Vorrei sottolineare l’invito alla sopportazione e
sottomissione reciproca. Oggi il termine ha assunto generalmente un’accezione
negativa, ma in realtà sopportare significa “mettersi sotto (sotto-mettersi)
per sorreggere/portare”. Altrove Paolo invita a “portare i pesi gli uni degli
altri” (cfr. Gal 6,2). È normale che l’altro, proprio perché tale, in alcuni
momenti sia per me un peso, mi “pesti i piedi” (e più si è vicini, più questo è
facile); ma dobbiamo ricordare che anche a noi capita di “pestare i piedi”
dell’altro. Ciascuno di noi ha bisogno che gli si usi misericordia, che si abbia
pazienza con lui. È per questo motivo che l’Apostolo ci rimanda al fatto
che siamo perdonati da Dio per motivare l’esigenza del perdono reciproco. Tutto
questo va fatto non con rassegnazione, ma con Carità, con quell’amore che solo
è capace di farci uscire da noi. Quest’amore, però, va custodito, coltivato,
curato. Per questo Paolo ci invita alla frequente relazione con la Parola, la
verità di Dio su noi, che meditata e pregata assieme diventi il collante delle
nostre diversità.
Un’ultima sottolineatura voglio farla sulla gratitudine: non
stiamo a ricordare ciò che di male abbiamo subito, ma coltiviamo la gratitudine
verso il Signore e verso l’altro per ciò che di bello ci hanno donato.

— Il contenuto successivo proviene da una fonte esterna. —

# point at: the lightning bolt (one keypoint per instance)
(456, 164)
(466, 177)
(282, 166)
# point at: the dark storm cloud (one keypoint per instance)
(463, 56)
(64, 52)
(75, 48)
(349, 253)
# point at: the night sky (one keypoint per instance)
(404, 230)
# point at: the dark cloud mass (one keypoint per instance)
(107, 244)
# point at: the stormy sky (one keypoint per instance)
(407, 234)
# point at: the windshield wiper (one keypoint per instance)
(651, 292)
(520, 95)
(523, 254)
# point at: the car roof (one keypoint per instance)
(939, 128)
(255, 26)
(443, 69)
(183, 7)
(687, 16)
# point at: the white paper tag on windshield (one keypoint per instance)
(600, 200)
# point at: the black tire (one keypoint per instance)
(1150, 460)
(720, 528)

Fin dai
primi giorni del suo pontificato Papa Francesco ci ha esortati a usare tre
parole, tre atteggiamenti nella famiglia: permesso,
grazie, scusa. Usiamo la delicatezza di chiedere permesso a chi ci sta
accanto per non essere invadenti ed irruenti, per rispettare la sua alterità.
Ringraziamo per il bene che riceviamo: non diamo nulla per dovuto. Impariamo a
chiederci scusa: non lasciamo questioni insolute e non tramonti il sole sui
nostri dissidi.
Preghiamo insieme perché ogni famiglia trovi la forza di
vivere ogni giorno l’Amore vero che viene da Dio e, superando le difficoltà che
la vita non risparmia a nessuno, costruisca ogni giorno la comunione e la pace.